Masonlar.org - Harici Forumu

 

Gönderen Konu: Yıldız Kenter hayatını kaybetti  (Okunma sayısı 6808 defa)

0 Üye ve 1 Ziyaretçi konuyu incelemekte.

Kasım 17, 2019, 08:40:08 ös
  • Uzman Uye
  • ****
  • İleti: 3234
  • Cinsiyet: Bay

Yıldız Kenter hayatını kaybetti
Usta oyuncu Yıldız Kenter kaldırıldığı hastanede yaşamını yitirdi...
 
https://odatv.com/images/2019_11/2019_11_17/yildiz-kenter-hayatini-kaybetti-17111930_m2.jpg?v=1574011794

17.11.2019
Usta oyuncu Yıldız Kenter kaldırıldığı hastanede yaşamını yitirdi.

Tiyatronun usta ismi, 92 yaşında hastanede tedavi görüyordu. Akciğer tedavisi gören Kenter, bir süredir yoğun bakımdaydı.
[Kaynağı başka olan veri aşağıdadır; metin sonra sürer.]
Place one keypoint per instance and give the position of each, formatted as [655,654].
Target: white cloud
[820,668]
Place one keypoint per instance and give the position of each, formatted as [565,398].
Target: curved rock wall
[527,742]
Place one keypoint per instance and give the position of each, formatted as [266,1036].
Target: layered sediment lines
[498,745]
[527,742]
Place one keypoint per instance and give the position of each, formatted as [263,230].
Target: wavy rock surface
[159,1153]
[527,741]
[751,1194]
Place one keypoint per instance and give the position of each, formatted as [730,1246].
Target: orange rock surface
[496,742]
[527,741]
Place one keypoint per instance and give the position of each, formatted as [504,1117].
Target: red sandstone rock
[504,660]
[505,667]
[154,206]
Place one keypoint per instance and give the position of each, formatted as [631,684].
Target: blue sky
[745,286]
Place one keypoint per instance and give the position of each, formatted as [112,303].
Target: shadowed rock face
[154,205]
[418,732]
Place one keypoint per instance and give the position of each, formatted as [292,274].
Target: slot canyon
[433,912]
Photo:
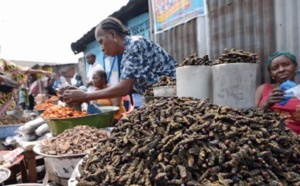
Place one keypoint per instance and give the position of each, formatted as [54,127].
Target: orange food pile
[53,98]
[57,111]
[43,106]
Kenter'in akşam saatlerinde hayatını kaybettiği aktarıldı.

YAKILMAK İSTİYORDU

Yıldız Kenter, 2008’de Odatv’ye yaptığı açıklamalarda, hayatını kaybettikten sonra yakılmak istediğini açıklamıştı.

Kenter o açıklamalarında özetle şu ifadeleri kullanmıştı:

“Ben yakılmak istediğimi söylüyorum. Bunun sebebi var zaten mecbur olacaklar ileride bunu yapmaya. Mezarlıklar adam almıyor artık. Geçen gün benim yengem öldü. Ölüsünü ağabeyimin yanına gömdüler, üstüne gömdüler yani. Fakat yol diye bir şey yok, yollara bile gömmüşler ve üstüne basıyorsun yüreğin titriyor.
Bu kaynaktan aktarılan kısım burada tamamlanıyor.